The bank is a part of the Chinese foreign aid system and administers the Two Preferential Loan Program (Chinese: 两优贷款业务; liangyou). The concessional loan (Chinese: 优惠贷款) and preferential buyer's credit (Chinese: 优惠买方信贷) are the two main loan products under the preferential loan program.[7] Exim Bank's Sovereign Business Loan Department manages these loans. These two types of loans are a major part of the financing support for the BRI.[8]
For concessional loans the bank advances a no interest or very low interest rate loan to a developing country government or agency to build a project (e.g. power plant, road, water treatment facility). The term of the concession loan is up to 20 years and a maximum grace period of 7 years is given. The preferential export buyer's credit is provided to a foreign borrower to purchase Chinese goods or services (e.g. construction contractor building the project). Concessional loans are a form of foreign aid and subsidized by the Chinese government revenues. They are denominated in renminbi.

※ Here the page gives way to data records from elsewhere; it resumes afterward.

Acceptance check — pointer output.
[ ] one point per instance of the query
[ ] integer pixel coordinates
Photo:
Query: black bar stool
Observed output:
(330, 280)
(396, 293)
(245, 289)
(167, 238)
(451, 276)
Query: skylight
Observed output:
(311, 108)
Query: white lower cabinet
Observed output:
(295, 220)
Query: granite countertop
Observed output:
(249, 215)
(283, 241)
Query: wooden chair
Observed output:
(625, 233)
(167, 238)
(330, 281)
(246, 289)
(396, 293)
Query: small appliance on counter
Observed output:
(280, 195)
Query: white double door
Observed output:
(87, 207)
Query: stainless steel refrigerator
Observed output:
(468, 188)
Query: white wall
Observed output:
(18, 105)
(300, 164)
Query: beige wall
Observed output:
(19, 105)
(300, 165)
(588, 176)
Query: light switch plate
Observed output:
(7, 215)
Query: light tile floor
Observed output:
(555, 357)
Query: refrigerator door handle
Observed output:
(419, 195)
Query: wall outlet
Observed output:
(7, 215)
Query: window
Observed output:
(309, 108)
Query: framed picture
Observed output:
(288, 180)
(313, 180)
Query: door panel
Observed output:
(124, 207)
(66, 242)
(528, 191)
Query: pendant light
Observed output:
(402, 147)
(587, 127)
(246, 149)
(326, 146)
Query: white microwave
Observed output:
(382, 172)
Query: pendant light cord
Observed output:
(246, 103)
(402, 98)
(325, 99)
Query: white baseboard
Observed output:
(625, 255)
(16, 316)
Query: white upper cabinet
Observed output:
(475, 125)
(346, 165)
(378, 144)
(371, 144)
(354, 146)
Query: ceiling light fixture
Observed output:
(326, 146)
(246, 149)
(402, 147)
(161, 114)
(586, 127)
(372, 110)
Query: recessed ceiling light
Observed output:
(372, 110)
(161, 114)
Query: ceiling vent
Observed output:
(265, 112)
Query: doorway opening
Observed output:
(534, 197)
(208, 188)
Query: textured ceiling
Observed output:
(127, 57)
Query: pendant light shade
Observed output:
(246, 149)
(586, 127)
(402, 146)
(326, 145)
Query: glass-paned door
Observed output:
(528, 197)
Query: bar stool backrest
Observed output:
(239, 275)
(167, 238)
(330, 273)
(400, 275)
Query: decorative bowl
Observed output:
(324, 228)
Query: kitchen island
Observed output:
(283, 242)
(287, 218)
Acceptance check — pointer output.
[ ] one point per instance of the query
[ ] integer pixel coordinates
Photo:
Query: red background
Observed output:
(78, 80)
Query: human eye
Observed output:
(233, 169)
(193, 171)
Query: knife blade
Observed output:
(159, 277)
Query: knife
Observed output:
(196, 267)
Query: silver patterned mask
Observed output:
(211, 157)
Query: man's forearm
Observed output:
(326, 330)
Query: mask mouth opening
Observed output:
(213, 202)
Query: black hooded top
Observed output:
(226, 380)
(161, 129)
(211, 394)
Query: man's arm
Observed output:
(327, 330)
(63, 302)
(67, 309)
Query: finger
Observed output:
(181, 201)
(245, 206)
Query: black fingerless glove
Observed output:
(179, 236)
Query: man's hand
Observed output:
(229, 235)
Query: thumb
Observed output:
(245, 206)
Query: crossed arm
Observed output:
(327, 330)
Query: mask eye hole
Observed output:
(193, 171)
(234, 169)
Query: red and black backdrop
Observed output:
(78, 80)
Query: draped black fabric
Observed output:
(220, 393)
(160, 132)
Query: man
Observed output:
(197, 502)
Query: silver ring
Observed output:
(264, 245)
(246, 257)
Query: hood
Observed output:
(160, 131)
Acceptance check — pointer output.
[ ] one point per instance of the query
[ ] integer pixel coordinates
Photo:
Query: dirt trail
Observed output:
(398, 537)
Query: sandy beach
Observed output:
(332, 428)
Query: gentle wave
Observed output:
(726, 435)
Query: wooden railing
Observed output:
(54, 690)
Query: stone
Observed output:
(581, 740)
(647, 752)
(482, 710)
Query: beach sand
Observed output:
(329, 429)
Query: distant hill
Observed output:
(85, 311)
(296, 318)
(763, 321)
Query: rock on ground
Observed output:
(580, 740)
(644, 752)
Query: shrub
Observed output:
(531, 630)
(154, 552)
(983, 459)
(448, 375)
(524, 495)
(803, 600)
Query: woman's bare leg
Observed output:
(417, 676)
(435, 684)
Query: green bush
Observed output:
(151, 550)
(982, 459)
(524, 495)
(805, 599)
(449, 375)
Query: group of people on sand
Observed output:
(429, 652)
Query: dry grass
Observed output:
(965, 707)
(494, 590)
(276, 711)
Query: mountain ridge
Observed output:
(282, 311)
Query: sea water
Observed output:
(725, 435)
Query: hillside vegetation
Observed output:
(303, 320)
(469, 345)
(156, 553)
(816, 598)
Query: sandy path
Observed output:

Preferential buyers' credits are denominated in U.S. dollars. Although their conditions are concessional, they are not subsidized by tax revenues. The preferential export buyer's credit is generally classified as a commercial loan rather than foreign aid even if the interest rate is very low because the purpose is to promote Chinese exports.[9]
During the Covid pandemic, the bank granted the government of Angola an undisclosed amount of debt relief.[10]
In 2022, the bank signed an agreement with Hong Kong realtor group ESR Group and to invest in ASEAN infrastructure projects.[11]
In 2023, the Exim Bank has agreed to support Sri Lanka's debt restructuring efforts. The news follow's India's promise to also support Sri Lanka through the debt restructuring program.[12] [13] [14]
The bank has provided more than $1 billion in loans to the Maldives for upgrading infrastructure, including upgrading an airport, bridge construction, and relocating the country's port.[15]
Beginning in the early 2000s, the Sri Lankan government sought to obtain funding from international creditors to develop Hambantota.[16] The Sri Lankan government sought funding for the Hambantota Port project form both the United States and India, which both declined.
After India declined to fund development of the port, Sri Lanka next sought funding from China.[17] In July 2006, Sri Lankan foreign minister Mangala Samaraweera met in China with Exim Bank president Li Ruogu. After this visit, Sri Lanka and China agreed that both countries would encourage Chinese companies to participate in the port project and encourage the use of concessional loans from China to finance the project.[18] Sri Lankan President Rajapaksa visited China in February 2007 and the visit resulted in China's decision to fund the port development.
In 2023, Exim Bank provided Sri Lanka with an extension on Sri Lankan debt due in 2022 and 2023.
There are a total of 21 branches of the bank, in Anhui, Beijing, Chengdu, Chongqing, Dalian, Fujian, Guangdong, Heilongjiang, Hubei, Hunan, Jiangsu, Nanjing, Ningbo, Qingdao, Shanghai, Shanxi,Shenzhen, Tianjin, Xiamen, Xi'an, Xinjiang, Yunnan, and Zhejiang.[19]
Exim Bank has a twelve member board of directors. Two are the executives in charge of managing Exim Bank. Six are directors from the agencies that hold shares of Exim Bank. The four "government-ministry directors" come from the National Development and Reform Commission, the Ministry of Finance, the Ministry of Commerce, and the State Administration of Foreign Exchange.